Walker has called a special session for the Legislature to consider the idea next week. Walker announced the plan Thursday. He was joined by Assembly Speaker Robin Vos and Sen. Alberta Darling.
Walker said wants the proposal approved by early November so the tax cut would be effective this year.
Assembly Speaker Robin Vos said he hopes to take up the bill by next week and enacted by next weekend. The bill would be introduced Friday, according to Vos.
Walker said the tax cut would come from higher than anticipated state tax collections.
“We’re proud to take the surplus that was generated through a strong economy, through more jobs and opportunity, through prudent management of the resources the taxpayers have indebted us and putting it all into one place where we can provide significant property tax relief on this year’s bill,” Walker said.
According to the Legislative Fiscal Bureau, the tax cut would result in a cut of $13 in 2013 and $20 in 2014 for the owner of a median value home.
Republican Senate President Mike Ellis said, "I don't know why anybody would be opposed to this."
Ellis said Walker plans to tap additional state revenue that's come in above projections to offset projected increases in property taxes statewide. Ellis said the effect statewide will be no net property tax increase.

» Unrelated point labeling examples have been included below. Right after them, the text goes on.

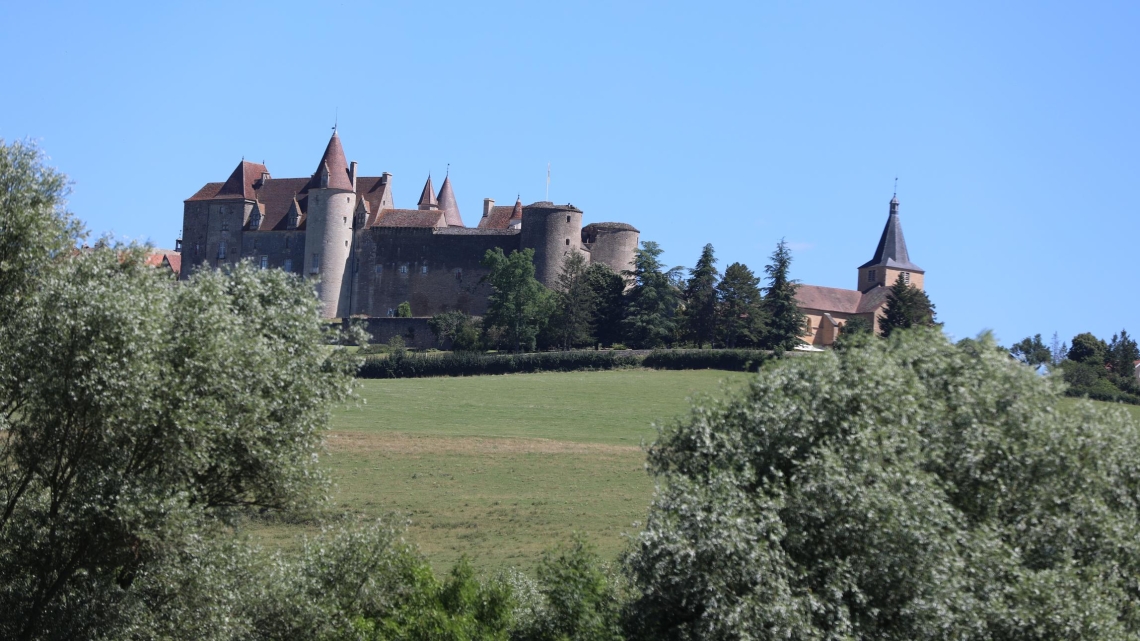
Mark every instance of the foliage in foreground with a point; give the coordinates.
(959, 500)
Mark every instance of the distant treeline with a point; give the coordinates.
(414, 365)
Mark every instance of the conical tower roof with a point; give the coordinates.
(334, 165)
(892, 250)
(447, 203)
(428, 196)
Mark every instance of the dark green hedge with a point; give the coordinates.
(471, 364)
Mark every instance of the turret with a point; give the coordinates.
(328, 229)
(890, 258)
(551, 230)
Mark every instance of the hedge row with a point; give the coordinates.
(472, 364)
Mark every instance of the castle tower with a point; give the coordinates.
(551, 230)
(890, 258)
(447, 203)
(328, 229)
(428, 197)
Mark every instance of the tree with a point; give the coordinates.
(741, 321)
(700, 297)
(906, 307)
(651, 306)
(1032, 351)
(608, 289)
(573, 316)
(784, 319)
(519, 305)
(934, 508)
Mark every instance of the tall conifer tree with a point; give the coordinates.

“The more we looked at it and the size of the surplus, we said, “if we’re going to do it, let’s go big and go bold, and have a dramatic impact on the people of this state when they’re paying their property tax bill,” Walker said.
Ellis said the last time something was done like this was in 1993.
But Democratic Rep. Sandy Pasch said no Democrats were included in the drafting of the proposal. Walker did not discuss the plan during a meeting on Wednesday with Democratic leaders of the Senate and Assembly.
Pasch told News 3 a tax cut of $33 over two years is insulting to taxpayers when officials are trumpeting big tax cuts.
“Of course, no one wants to pay more in taxes, but I think the devil has to be in the details and what is going to be the outcome long term,” Pasch said. “$33 over two years, I think you’ll have to ask the average taxpayer if that will really have an impact on them.”
Walker is announcing the plan just days after Democrat Mary Burke said she will be challenging him for re-election next year.
Burke was at her first campaign stop in Green Bay Thursday said she needs more information before deciding if the plan is in the state's best interest.
"I'm all in favor of lower taxes and supporting our schools, but I'd have to make sure that it really is doing just that and it is doing it in a way that is fiscally responsible and balancing the budget," Burke said.